Well, my crash isn't quite like that. I mean, I've already written 85,000 words. But I need a couple more in places, a couple less in others. I need to make one character appear in an earlier chapter because I've said he was there in a later one. And once I've got everything "in", I have to make it sound not sound like writing.
So in a week or two I'm going to stop blogging until THE NOVEL is put to bed.
But before I hit 'snooze', I've got to post my thoughts on the two Jim Shepard short story collections I've read (once I've written those reflections, of course).
And I just bought the new poetry collections from Geoff Cochrane and James Brown, and Jenny Pattrick's new novel Skylark.

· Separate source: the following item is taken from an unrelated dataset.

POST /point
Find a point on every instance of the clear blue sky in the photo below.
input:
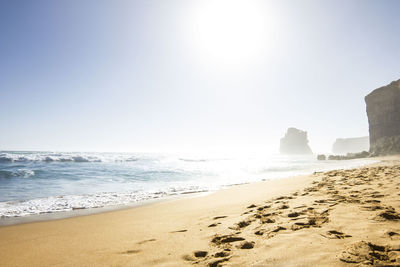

I'm excited about all three, but nothing can quite compare to the excitement of having a new volume of Geoff Cochrane in your hands.
The closest thing I can compare it to is when I was in my early teens and I'd just brought a new CD and you can't do anything until you've listened to it. We didn't have a CD player in our car, so sometimes I had to make do with reading the liner notes on the way home. Some times, OK Computer for example, the art and the lyrics were a good place to start. Other times, something by The Stone Temple Pilots say, reading the lyrics let a little of the air out of an album.
So when I jumped on the bus today after spending all my allowance on books, I just had to start reading The Bengal Engine's Mango Afterglow.
It's good. How can it not be? But I'm going to take my time, read it alongside Warm Auditorium and then post something thoughtful when I return from my crash.
Until then, you can pass the time by reading my take on Cochrane's previous collection, The Worm in the Tequila. (NB: I totally picked that 'The Lich-gate' would make it into Best NZ Poems 2010)
While I'm posting photos of books on the spare bed in my office, here's my copy of The Warwick Review's NZ issue which arrived in the mail about ten days ago.
It features cover boy Vincent O'Sullivan, Fiona Kidman, Elizabeth Smither, Greg O'Brien, CK Stead, Chris Price, Diana Bridge, Patrick Evans and my short story, 'The Cuddies', which begins the night before Valentine's Day:
In the last few hours before sunrise, Dave Cuddie took the opportunity to visit old friends. He walked along the rows, directing his flashlight at the plaques and nodding his greeting to Hot Chocolate, Dusky Dancer, Racy Lady -- names that had lost their humorous tingle in this his seventh year patrolling Mrs Bonaventure's rose garden.If you want to read the whole story and you're not in the UK (or can't wrangle a copy of WR), you'll just have to wait until a kind publisher lets me release another collection of short fiction (and hope 'The Cuddies' makes the cut). So, 2021 maybe?